Economics is not widely considered to be one of the sexier sciences. The annual Nobel Prize winner in that field never receives as much publicity as his or her compatriots in peace, literature, or physics. But if such slights are based on the notion that economics is dull, or that economists are concerned only with finance itself, Steven D. Levitt will change some minds. In Freakonomics (written with Stephen J. Dubner), Levitt argues that many apparent mysteries of everyday life don't need to be so mysterious: they could be illuminated and made even more fascinating by asking the right questions and drawing connections.

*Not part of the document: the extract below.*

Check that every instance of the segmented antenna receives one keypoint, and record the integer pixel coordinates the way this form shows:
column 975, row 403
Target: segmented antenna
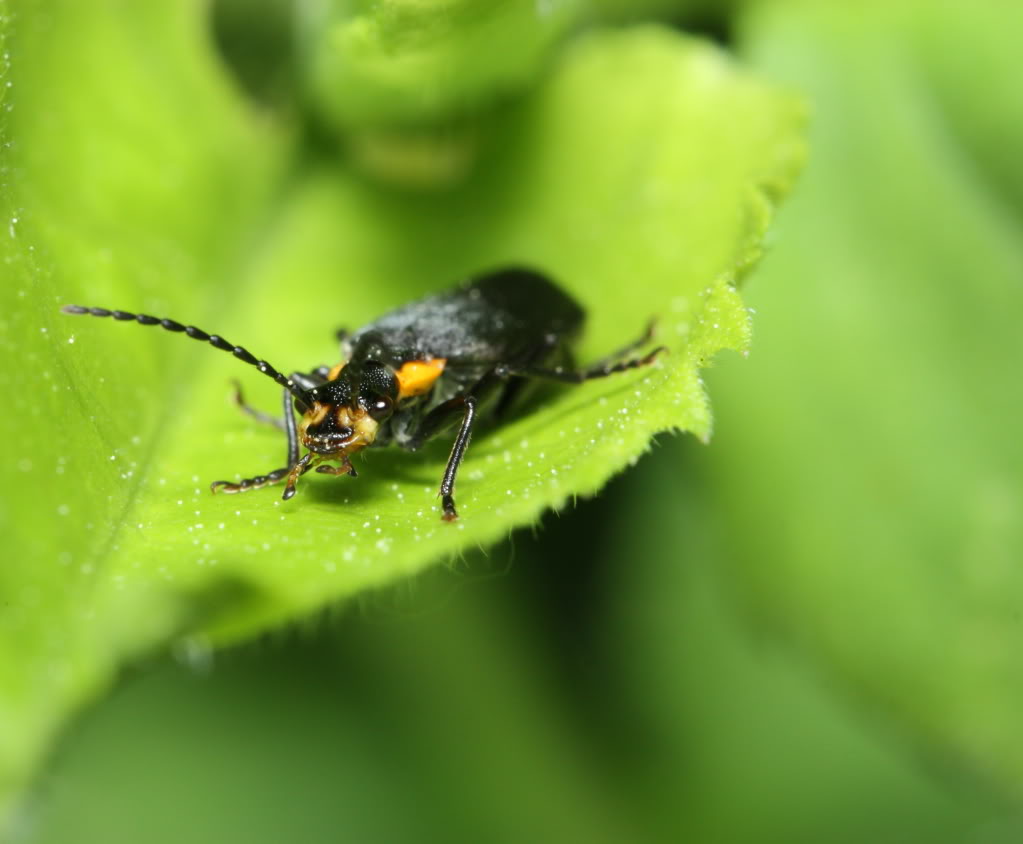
column 197, row 334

For example, Levitt traces the drop in violent crime rates to a drop in violent criminals and, digging further, to the Roe v. Wade decision that preempted the existence of some people who would be born to poverty and hardship. Elsewhere, by analyzing data gathered from inner-city Chicago drug-dealing gangs, Levitt outlines a corporate structure much like McDonald's, where the top bosses make great money while scores of underlings make something below minimum wage. And in a section that may alarm or relieve worried parents, Levitt argues that parenting methods don't really matter much and that a backyard swimming pool is much more dangerous than a gun. These enlightening chapters are separated by effusive passages from Dubner's 2003 profile of Levitt in The New York Times Magazine, which led to the book being written. In a book filled with bold logic, such back-patting veers Freakonomics, however briefly, away from what Levitt actually has to say. Although maybe there's a good economic reason for that too, and we're just not getting it yet.